De cómo nunca me “acostumbré” a esa ciudad a la que me mudé
Eugenia Arria
Me dijeron que, cuando llegara a Madrid, iba a sentirme muy bien. Me dijeron que todo iba a parecerme increíble y que, absolutamente cada acontecimiento, iba a interpretarlo como una aventura. Sí, que todo iba a parecerme novedoso y digno de ser vivido, experimentado o visto. Pero también me advirtieron que eso era una etapa, la primera, y que no iba a durar demasiado. Que cuando nos mudamos a una ciudad ajena a la nuestra, nos sentimos como en una luna de miel, pero luego, como si de un matrimonio (infeliz, permítaseme decir) se tratara, iba a acostumbrarme y ya no me llenaría de tanta emoción -¿afectación?- como en un inicio. ¿Acostumbrarme? ¿Desde cuándo la ‘costumbre’ arruina la posibilidad de amar o apasionarse? ¿Desde cuándo el ‘enamoramiento’ se ha convertido en apenas una fase inicial, que se va apagando con el paso del tiempo?
Tomé mi avión con una gran exaltación, entre la ansiedad, la incertidumbre y el entusiasmo. Estaba escéptica a eso que me habían dicho. Me consideraría una romántica, si era necesario. Sin embargo, algo de esas palabras entraron en mí, y tenía un poco de miedo de caer en su trampa. Temía enamorarme para luego aburrirme, ya que eso, pareciera, es lo que nos trae la costumbre. En un momento pensé: BASTA. Yo vivo como yo quiera, como yo lo decida. Prefiero sentir la ciudad con toda la emoción de estar allí, aunque sea efímero, a protegerme, enfriarme y no saber disfrutar de lo bueno del momento. No será efímero, no lo será. Madrid es donde quiero estar, pensé. Ningún comentario podía hacerme apática al nuevo curso de mi vida que se aproximaba a varios kilómetros bajo el cielo. ¿Por qué abría de oprimir mi sentir o, peor, prepararme para el acomodamiento negativo inminente? Me rehúse a eso. Aún hoy, me rehúso a eso. ¿Soy una romántica? Puede ser.

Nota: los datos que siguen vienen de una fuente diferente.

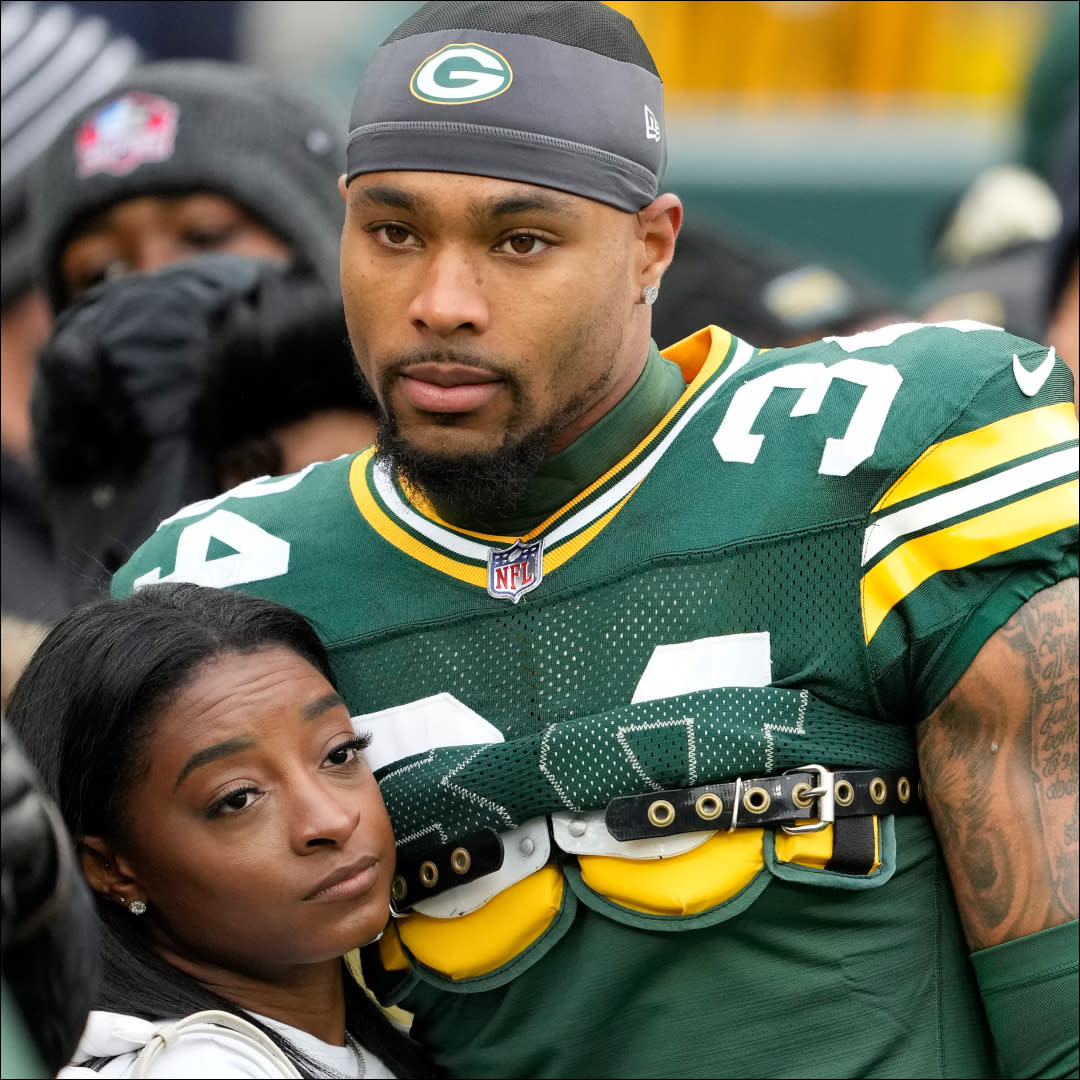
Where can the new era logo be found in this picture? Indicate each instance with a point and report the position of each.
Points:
(651, 125)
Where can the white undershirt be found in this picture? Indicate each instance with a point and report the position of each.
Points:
(217, 1054)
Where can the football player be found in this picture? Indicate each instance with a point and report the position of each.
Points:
(724, 700)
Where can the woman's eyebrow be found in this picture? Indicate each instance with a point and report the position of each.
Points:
(320, 705)
(214, 753)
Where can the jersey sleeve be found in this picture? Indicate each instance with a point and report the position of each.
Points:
(979, 523)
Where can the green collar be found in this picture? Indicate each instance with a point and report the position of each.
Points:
(607, 442)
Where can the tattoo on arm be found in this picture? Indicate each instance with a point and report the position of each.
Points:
(999, 769)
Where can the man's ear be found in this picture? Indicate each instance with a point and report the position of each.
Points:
(658, 226)
(108, 873)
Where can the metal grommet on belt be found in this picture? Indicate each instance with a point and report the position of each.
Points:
(756, 799)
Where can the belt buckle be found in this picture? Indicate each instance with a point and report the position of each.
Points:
(825, 795)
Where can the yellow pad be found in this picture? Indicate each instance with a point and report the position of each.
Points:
(475, 944)
(686, 885)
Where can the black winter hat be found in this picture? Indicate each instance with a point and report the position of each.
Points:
(197, 125)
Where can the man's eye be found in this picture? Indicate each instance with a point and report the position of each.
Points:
(396, 235)
(524, 243)
(210, 239)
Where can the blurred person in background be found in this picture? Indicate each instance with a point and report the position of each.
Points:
(54, 62)
(51, 961)
(183, 158)
(763, 292)
(994, 251)
(605, 604)
(173, 386)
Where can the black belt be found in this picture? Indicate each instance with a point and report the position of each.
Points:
(800, 800)
(806, 799)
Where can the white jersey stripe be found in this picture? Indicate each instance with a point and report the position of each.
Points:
(982, 493)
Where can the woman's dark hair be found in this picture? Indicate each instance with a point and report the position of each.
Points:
(85, 709)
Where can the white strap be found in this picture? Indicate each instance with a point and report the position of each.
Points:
(210, 1022)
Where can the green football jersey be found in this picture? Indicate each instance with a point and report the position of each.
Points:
(795, 566)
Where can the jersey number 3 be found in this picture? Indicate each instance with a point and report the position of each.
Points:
(734, 440)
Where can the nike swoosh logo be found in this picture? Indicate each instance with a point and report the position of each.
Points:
(1030, 382)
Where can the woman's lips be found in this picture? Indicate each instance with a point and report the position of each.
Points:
(448, 388)
(347, 883)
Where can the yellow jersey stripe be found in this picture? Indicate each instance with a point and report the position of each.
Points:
(700, 355)
(393, 534)
(983, 448)
(963, 500)
(902, 571)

Comprobé que mi pequeña reflexión de avión estaba en lo cierto. Mis cuatro años en Madrid nunca pasaron a esa costumbre de la que tanto me hablaron. En todo caso, torné la costumbre en algo positivo y activo. Me acostumbré a lo nuevo, a la novedad. Hice de mi casa, mi nueva casa, un espacio propenso a lo nuevo. Hice Madrid mía, pero al mismo tiempo siempre la descubría y ella a mí, también. Nunca me aburrí de ella porque era tanto en sí misma que no era posible no asombrarse casi diariamente. Nunca me aburrí porque me enseñó cosas de la vida, del conocimiento y de mí misma. Además, me había recibido de tan buena manera… Conseguí personas que me acompañarían para siempre en esto que llamamos ‘la vida’. Me junté con románticos como yo, e incluso con otros no tan románticos. Viví sus eventos constantes, su disfrutar del momento y el presente, del ‘tapeo’ y los bares, de la noche encendida. Los teatros, las librerías, los recitales y los performances. La danza, la poesía, la escritura, la academia. El contacto humano, la sensibilidad, la apertura. El amor, la amistad, la conversación. La risa (y el llanto), la bulla y el silencio. Los trabajos, el pensamiento, la reflexión y las tertulias. El Prado, el Reina Sofía y todos sus hermanos, sus primos y familiares lejanos. La elegancia, la grandeza, la estética. Las fachadas, la arquitectura, la luz. Los hogares, la familia, el cariño y sus vivires. De Madrid me enamoré y, nunca nunca, me “acostumbré”. Al menos no como me lo pintaron.
De eso se trató mi estancia en la capital española. De transformar el hábito en abertura o, mejor, de vivir la abertura como hábito. Esto podría ocurrirle a cualquiera con otra ciudad, siempre y cuando se entregue a ella desde el entusiasmo y las ganas de quererla, palparla, experimentarla y de recorrer todos sus rincones. No tenemos que acostumbrarnos si no queremos. Podemos volver la costumbre en novedad y quedarnos en la luna de miel para siempre si queremos. Escoger lo positivo, que es lo tiene más peso. Construir en lo positivo, de eso se trata el amor. Y tú, ¿alguna vez te has enamorado de una ciudad?